The panic that raced through my heart with such force is something I know I will never feel again. Fear was alive in me that day, swallowing the decay, devouring the nights where I had wished for death to just take me away with the stars.
I frantically wrestle with my busted seatbelt, eventually winning the rigged battle. Once my body hits the roof of the car, I feel a pool of blood warming my abdomen. I bite down on my tongue, trying not to panic at the metal now protruding from my skin.

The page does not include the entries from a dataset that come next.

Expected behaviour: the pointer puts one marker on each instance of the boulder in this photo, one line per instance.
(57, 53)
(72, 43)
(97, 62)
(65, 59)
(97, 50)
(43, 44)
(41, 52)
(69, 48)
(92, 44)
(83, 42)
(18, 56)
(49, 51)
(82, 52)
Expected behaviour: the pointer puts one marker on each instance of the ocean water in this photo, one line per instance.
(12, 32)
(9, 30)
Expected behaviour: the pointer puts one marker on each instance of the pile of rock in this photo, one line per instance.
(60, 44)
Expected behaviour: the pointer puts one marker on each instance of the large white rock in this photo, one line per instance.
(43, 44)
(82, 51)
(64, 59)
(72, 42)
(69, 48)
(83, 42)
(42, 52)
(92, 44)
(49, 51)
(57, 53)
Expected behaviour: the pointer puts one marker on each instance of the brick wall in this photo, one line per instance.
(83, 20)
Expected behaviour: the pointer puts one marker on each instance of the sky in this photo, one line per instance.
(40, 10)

My skin screams as I pull myself from the metal and hurry to free my father. After managing to unbuckle him, I checked his pulse. Weak. Threaded. One of my ankles is twisted purple, blue and red, but I kicked the driver side door until it opened. Each thrust of my leg, each connection that my foot made with the door broke my body further down, yet I was able to swallow all of my pain as if this trauma was another paper cut in my endless dance with blades. A trail of blood follows me as I drag my father's unconscious body as far away from the car as I possibly could.
So, we sat on the side of the road; me too weak to go for help and him not even able to open his eyes. The semi-truck driver didn't even have the decency to stop their truck to check on our condition. Their wheels just kept on rolling past the lives they destroyed. It took everything in me to keep my eyes open as that warm August sun turned into a chilly August moon.

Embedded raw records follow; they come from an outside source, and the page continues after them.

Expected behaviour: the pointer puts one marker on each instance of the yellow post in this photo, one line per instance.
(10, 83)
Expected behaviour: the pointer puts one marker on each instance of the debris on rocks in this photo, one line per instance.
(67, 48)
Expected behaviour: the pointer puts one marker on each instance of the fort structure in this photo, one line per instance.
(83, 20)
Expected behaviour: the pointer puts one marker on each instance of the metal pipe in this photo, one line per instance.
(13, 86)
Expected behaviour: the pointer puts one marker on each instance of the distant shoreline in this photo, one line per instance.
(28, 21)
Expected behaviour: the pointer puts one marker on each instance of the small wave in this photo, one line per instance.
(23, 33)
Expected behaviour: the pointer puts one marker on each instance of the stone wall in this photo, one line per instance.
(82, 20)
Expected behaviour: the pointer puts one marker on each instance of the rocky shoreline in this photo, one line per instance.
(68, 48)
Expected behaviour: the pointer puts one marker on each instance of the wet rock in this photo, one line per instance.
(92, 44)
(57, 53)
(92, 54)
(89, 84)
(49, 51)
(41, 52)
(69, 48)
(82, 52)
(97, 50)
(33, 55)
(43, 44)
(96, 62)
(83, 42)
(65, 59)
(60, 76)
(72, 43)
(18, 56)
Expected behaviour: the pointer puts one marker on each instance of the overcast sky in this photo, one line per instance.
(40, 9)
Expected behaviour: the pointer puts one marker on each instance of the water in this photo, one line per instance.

We sat there for hours before another car saw the accident and called the ambulance. My condition was somehow stable enough for me to ride in the ambulance while a helicopter took my father to the nearest hospital. I remember one of the paramedics shining a bright light into my eyes and my body falling out of that reality only to go into the back of my mind.

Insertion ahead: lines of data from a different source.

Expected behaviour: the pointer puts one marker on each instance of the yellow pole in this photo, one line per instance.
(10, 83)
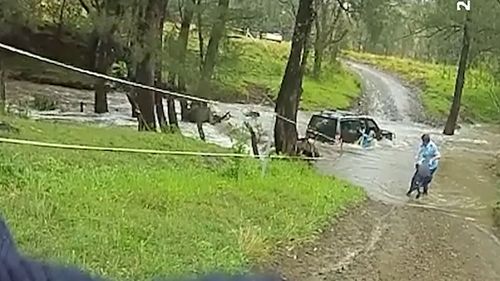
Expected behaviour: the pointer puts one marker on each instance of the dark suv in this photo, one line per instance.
(330, 126)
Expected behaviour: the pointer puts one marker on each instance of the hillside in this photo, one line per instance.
(481, 96)
(247, 70)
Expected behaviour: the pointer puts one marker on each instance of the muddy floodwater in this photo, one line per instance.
(458, 237)
(463, 184)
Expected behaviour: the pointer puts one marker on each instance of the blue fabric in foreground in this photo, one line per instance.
(16, 267)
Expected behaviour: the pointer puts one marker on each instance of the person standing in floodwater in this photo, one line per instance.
(428, 154)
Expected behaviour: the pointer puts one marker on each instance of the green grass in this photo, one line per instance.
(437, 82)
(134, 216)
(247, 71)
(496, 209)
(254, 67)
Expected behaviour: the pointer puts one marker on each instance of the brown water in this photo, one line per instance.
(463, 185)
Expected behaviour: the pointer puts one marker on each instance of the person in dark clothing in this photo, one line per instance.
(16, 267)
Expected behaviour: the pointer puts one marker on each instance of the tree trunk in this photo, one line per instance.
(285, 132)
(61, 18)
(102, 65)
(131, 96)
(216, 35)
(3, 98)
(172, 114)
(199, 24)
(451, 123)
(318, 61)
(182, 45)
(145, 98)
(148, 27)
(100, 96)
(160, 111)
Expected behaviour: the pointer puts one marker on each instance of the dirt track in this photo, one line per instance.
(393, 241)
(380, 242)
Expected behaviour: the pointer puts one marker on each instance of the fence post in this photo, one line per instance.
(3, 100)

A fractured femur, two broken ribs, and a punctured kidney. August 23rd, 2016. 9:43pm. My father took his last breath 369 days ago as I watched from beyond the operation room glass. I first blamed the surgeon, then the surgical tech, and eventually I blamed myself. Forgiveness rained upon all the others except who was never to blame in the first place.
My mother arrived almost an hour later, finding me in the operating room beside his covered corpse. Her excuse was work related, but I saw no excuse for being anywhere but with your own husband while he fought for his life.
"These were the best surgeons that money could pay for."
I disgraced his memory by screaming in the room, knocking over anything in my path. It was my first act of violence in front of my mother and it set a dark tone between us from that day forth. Fuck what money could pay for, she often confused fiscal responsibility and ability with compassion and love. I hated her for saying it aloud and truly meaning it.
"Who gives a fuck about how much you paid them? He's still dead and you were at work? What kind of wife are you?"
My words contained plenty of firsts; I cussed at my mother, I acknowledged my father's death, and I questioned her as a wife. The palm of her hand was sharp against my cheek as she acted out her anger physically. It was the first time she ever struck me.
Less than a week later--that fucking podium.
"Good girl,"
A muddy, bloody hand drapes over my shoulder as my mother takes herself from the heat of night into the deathly coldness that has overtaken our home. I watched her for hours, sawing off Rosalie's limbs and stacking them inside a wheelbarrow she dumped into a pit close to the gate that enters the woodland.
For her to touch me with those hands, I felt poisoned by her ease in this manner. She sat down at the kitchen table with a decanter of whiskey filled to its brim and her filthy fingers stained the glass as the liquor made its home in her stomach.
"Do we need to talk about this, Teagan?"
Without as much as a nod in her direction, I take myself from my seat and sulk up to my bedroom. She stays downstairs a few minutes longer before I hear her hauntingly loud footsteps tread past my bedroom. I swear I can smell the rotted flesh seeping into my walls as she runs the shower at its top degree. There is no doubt in my mind now; I killed Beatrice.